The savings rate in the year through March was minus 1.3 per cent, the first negative reading in data back to 1955, the Cabinet Office said. Real earnings fell 4.3 per cent in November from a year earlier, a 17th straight decline and the steepest tumble since December 2009, the labour ministry said on Friday.
A higher sales tax combined with the central bank's record easing are driving up living costs, squeezing household budgets and damping consumption. Abe's task is to convince companies to agree to higher wages in next spring's labor talks to sustain a recovery.
"Households are suffering from a decline in real income," said Hiromichi Shirakawa, an economist at Credit Suisse Group AG who used to work at the Bank of Japan.
Abe is trying to generate a virtuous cycle in the economy, where higher incomes fuel consumer spending, which in turn prompts companies to boost investment and wages. Last week he secured a pledge from business leaders to do their best to boost pay next year.

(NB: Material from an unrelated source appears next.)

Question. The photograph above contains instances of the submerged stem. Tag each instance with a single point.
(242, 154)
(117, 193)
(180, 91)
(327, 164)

The government will aim for wages to increase faster than inflation next year, Economy Minister Akira Amari said last week. BOJ Governor Haruhiko Kuroda said yesterday he'd watch the spring wage talks "with strong interest."
Labour shortage
The savings rate, which the Cabinet Office calculates by dividing savings by the sum of disposable income and pension payments, peaked at 23.1 per cent in financial year 1975.
As Japan's population ages, its growing ranks of elderly are tapping their savings, according to the Cabinet Office. Consumers also ran down savings to make purchases ahead of a sales tax-increase in April, the first since 1997.
The shrinking workforce is intensifying a labor shortage that Kuroda has said will prompt an increasing number of companies to boost pay to secure workers.
Today's data showed there were 1.12 jobs available for every person seeking a position, the most since 1992. The jobless rate, at 3.5 per cent, remained at lows unseen since 1997.
The preliminary wage data released today lack a large enough sample and include some biases, so the final figures may be revised upward, according to Hiroaki Muto, an economist at Sumitomo Mitsui Asset Management Co.
"Looking ahead, wages will probably rise but not accelerate," said Muto.